Goal
We standing up a low volume site, where users (browser client) will select image files (284 KB per file) and then request a Node Express Server to bundle them into a ZIP for download to the web client.
Issues & Design Constraints
- The resultant ZIP might be on the order of 50 MB - 5 GB. Therefore we would like to give the user a running progress bar while the ZIP is being constructed. (We assume the browser will give running updates as to the progress of the actual download).
- While we expect low volume of requests (1-2 request at a time). However, we do not want to completely tie up our 4 core server processor, so we want to minimize synchronous calls that tie up the express server.
- Given the size of the ZIP, we cannot expect the zip to be assembled only in memory
- Is there any other issues we should worry about?
Question
We assume that running 7zip as a child process is bad, since we would not get any running status as to how many of the 258KB files had been added to the ZIP.
So which of the following packages are very Node/ExpressJS friendly packages given the design constraints/goals listed above?
- archiver: https://www.npmjs.com/package/archiver
- jszip: https://www.npmjs.com/package/jszip
- easyzip: https://www.npmjs.com/package/easy-zip
- expresszip: https://www.npmjs.com/package/express-zip
- zipstream: https://www.npmjs.com/package/zip-stream
What I am seeing above is that most packages first collect the files, and then finalize them to memory and then pipe them to the http request (probably not good for 5GB of data or am I missing something).
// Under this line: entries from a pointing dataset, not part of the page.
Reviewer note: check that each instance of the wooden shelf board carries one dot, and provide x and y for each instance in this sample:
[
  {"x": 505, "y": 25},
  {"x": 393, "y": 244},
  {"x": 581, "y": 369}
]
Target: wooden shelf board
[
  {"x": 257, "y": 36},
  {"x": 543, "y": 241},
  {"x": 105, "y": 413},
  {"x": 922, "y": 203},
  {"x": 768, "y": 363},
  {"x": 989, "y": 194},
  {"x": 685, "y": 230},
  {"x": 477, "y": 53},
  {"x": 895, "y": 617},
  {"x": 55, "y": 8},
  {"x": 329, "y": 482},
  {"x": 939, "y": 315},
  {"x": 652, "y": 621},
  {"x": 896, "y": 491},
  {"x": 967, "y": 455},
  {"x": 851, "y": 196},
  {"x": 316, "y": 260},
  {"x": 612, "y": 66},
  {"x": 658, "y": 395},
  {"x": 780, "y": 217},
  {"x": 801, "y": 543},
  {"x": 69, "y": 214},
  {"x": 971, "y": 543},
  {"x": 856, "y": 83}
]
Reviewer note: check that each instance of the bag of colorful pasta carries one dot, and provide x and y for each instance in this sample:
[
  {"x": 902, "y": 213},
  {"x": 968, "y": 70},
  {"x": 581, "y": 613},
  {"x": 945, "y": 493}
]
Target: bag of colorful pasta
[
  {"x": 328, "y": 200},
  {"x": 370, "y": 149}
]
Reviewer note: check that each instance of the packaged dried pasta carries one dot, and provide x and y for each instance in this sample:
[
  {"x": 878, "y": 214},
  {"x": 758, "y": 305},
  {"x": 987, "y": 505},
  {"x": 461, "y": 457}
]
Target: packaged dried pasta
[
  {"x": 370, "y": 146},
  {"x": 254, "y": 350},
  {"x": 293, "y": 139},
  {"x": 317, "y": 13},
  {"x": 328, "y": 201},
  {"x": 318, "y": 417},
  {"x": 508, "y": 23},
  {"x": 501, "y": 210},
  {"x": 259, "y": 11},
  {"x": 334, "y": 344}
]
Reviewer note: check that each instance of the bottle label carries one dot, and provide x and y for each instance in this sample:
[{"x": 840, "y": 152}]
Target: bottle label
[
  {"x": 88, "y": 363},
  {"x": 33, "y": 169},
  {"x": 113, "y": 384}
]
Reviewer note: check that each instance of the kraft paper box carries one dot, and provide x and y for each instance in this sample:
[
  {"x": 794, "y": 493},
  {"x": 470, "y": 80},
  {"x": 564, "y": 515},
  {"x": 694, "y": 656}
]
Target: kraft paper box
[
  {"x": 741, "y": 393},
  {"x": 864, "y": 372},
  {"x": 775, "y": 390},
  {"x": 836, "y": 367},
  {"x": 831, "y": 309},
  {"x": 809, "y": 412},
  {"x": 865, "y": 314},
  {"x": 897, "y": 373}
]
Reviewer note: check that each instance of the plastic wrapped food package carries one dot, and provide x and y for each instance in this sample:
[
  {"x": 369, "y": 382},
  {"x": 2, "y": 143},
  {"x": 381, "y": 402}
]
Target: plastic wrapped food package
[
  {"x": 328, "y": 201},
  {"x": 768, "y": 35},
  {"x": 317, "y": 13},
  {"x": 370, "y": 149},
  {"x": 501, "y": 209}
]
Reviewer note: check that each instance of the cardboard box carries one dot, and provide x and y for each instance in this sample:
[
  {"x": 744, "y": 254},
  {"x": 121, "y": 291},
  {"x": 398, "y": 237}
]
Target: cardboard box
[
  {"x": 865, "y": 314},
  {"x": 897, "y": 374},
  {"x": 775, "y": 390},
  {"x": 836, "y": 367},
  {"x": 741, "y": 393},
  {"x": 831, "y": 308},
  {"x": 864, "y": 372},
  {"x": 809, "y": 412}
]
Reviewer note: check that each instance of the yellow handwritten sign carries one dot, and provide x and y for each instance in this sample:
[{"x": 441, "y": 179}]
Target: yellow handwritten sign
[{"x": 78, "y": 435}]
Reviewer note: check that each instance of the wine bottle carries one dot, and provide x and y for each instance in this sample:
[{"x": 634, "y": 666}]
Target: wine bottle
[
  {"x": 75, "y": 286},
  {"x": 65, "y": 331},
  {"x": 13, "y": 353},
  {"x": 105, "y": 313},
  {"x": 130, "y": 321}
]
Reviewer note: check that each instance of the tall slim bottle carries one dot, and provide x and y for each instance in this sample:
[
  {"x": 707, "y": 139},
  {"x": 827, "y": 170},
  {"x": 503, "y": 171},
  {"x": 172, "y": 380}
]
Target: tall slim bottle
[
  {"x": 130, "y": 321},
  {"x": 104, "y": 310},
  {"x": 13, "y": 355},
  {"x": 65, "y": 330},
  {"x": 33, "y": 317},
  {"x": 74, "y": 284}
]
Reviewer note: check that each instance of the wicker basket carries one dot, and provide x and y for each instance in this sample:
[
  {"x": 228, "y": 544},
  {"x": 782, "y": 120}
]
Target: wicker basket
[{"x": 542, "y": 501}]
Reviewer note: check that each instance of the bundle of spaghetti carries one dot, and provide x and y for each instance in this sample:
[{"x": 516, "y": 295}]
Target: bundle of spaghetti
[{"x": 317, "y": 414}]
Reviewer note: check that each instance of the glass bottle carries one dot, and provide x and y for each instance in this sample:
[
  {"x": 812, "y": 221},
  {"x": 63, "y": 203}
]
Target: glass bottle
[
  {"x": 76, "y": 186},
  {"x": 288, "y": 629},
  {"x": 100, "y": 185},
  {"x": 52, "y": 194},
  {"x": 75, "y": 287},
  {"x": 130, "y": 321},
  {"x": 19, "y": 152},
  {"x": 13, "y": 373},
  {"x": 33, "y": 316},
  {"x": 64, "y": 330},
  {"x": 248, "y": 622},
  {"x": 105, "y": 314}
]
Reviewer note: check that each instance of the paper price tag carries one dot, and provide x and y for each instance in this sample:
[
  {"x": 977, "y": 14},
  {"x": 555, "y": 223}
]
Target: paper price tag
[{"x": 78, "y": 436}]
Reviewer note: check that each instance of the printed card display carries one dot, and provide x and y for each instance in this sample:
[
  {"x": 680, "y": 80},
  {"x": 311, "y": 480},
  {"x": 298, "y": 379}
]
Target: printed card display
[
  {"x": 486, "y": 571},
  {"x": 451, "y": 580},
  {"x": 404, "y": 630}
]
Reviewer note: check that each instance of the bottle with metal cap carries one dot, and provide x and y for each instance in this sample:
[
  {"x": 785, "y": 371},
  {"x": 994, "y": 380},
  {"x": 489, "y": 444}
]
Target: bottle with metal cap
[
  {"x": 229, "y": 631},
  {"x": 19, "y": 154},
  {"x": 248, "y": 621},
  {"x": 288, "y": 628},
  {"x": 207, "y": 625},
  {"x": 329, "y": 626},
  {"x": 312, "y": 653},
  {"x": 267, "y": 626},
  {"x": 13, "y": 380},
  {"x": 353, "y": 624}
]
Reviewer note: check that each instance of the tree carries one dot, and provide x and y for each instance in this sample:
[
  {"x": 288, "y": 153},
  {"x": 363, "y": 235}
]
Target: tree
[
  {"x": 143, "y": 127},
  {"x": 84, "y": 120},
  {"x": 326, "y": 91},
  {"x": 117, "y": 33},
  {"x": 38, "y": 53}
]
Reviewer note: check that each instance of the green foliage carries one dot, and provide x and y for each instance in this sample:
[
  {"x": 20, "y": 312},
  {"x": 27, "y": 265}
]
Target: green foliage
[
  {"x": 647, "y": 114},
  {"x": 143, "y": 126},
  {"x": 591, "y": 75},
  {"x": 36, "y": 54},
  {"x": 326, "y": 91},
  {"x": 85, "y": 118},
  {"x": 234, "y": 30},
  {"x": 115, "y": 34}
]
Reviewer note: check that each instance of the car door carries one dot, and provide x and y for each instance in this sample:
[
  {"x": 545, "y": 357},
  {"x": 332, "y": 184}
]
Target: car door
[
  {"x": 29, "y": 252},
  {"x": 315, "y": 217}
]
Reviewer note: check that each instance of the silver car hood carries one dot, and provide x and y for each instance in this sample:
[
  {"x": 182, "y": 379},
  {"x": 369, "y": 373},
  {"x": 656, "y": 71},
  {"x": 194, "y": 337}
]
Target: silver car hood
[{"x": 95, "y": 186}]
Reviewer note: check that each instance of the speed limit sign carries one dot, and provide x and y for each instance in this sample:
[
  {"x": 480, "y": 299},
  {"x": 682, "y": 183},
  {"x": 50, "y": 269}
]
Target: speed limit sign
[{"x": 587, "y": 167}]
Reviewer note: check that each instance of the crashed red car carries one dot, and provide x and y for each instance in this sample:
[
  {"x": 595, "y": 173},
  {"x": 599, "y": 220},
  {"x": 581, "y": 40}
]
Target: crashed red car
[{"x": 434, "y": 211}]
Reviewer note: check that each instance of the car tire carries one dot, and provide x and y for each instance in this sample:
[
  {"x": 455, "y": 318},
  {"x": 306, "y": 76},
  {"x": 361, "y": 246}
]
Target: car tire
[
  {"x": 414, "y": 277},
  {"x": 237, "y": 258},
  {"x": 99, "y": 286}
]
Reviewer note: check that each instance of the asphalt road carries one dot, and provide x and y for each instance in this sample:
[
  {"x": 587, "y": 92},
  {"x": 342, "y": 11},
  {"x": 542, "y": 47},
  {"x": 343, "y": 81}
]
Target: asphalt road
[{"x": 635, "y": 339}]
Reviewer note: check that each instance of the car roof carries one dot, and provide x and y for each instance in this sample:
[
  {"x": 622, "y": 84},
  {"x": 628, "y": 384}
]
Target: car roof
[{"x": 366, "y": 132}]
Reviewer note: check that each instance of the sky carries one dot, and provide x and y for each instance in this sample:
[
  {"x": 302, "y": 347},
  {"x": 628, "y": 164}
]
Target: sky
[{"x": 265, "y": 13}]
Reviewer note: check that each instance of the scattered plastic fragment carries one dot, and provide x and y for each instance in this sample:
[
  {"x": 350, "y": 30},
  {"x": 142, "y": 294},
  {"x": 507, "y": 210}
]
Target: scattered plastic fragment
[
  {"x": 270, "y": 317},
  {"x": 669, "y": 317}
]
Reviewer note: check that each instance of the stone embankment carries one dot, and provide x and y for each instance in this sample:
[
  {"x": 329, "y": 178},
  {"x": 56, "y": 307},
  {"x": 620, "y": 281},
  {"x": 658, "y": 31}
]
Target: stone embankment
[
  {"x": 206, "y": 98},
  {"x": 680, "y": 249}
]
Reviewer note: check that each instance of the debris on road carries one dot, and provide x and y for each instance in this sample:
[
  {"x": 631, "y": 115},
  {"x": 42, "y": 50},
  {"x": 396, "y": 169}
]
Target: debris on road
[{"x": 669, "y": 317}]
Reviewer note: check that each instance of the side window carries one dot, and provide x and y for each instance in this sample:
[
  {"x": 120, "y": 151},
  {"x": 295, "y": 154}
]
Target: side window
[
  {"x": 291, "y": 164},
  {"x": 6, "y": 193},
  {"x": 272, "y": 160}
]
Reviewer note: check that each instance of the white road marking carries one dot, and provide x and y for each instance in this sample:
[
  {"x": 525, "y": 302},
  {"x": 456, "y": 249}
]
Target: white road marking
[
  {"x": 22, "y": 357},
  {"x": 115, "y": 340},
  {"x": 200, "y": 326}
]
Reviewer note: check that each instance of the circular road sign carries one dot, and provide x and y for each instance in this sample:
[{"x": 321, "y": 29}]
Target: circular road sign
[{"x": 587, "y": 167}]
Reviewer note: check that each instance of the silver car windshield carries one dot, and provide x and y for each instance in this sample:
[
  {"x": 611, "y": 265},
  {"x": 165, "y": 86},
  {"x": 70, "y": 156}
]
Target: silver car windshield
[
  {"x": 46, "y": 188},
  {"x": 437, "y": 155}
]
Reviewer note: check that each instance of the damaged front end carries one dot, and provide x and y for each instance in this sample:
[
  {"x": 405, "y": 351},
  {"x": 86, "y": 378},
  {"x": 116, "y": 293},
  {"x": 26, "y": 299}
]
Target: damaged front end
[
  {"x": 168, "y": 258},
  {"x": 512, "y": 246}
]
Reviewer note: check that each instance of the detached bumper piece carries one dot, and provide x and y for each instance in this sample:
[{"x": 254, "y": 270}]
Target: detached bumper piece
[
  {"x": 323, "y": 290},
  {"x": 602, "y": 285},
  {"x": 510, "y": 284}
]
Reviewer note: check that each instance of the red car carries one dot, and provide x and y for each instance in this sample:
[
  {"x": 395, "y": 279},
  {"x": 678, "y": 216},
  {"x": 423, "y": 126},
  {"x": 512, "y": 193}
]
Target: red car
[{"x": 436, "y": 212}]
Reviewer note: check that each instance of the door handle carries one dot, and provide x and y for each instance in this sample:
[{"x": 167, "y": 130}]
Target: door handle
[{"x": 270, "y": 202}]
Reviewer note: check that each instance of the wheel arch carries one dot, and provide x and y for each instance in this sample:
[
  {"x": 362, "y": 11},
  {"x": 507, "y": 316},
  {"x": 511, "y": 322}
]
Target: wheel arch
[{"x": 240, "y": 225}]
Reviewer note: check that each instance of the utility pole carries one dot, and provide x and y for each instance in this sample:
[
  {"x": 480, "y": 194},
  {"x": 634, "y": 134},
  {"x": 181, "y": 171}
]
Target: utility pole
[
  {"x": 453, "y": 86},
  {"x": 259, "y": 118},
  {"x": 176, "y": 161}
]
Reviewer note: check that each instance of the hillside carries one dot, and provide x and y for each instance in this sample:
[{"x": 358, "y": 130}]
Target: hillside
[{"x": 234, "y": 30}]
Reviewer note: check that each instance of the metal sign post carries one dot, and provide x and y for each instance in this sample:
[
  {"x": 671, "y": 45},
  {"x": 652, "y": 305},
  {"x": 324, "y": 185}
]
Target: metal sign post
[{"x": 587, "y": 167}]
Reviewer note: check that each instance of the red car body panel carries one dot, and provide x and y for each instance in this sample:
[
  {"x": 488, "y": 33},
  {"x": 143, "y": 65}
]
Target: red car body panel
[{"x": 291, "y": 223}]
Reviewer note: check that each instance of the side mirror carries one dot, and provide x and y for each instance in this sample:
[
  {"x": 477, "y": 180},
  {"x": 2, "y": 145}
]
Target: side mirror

Some seem to be able to use disk, but the question will be does one get update events as each file is added?
Others seem to be fully async and I don't see how you would get a running progress value as each file added to the ZIP package.
 
                        
Of the packages listed above. Most were not appropriate
We chose Archiver, since it had most of the features desired:
As for the 7zip solution. We tend not to like reading the entrails of a standard output stream from a spawned child process.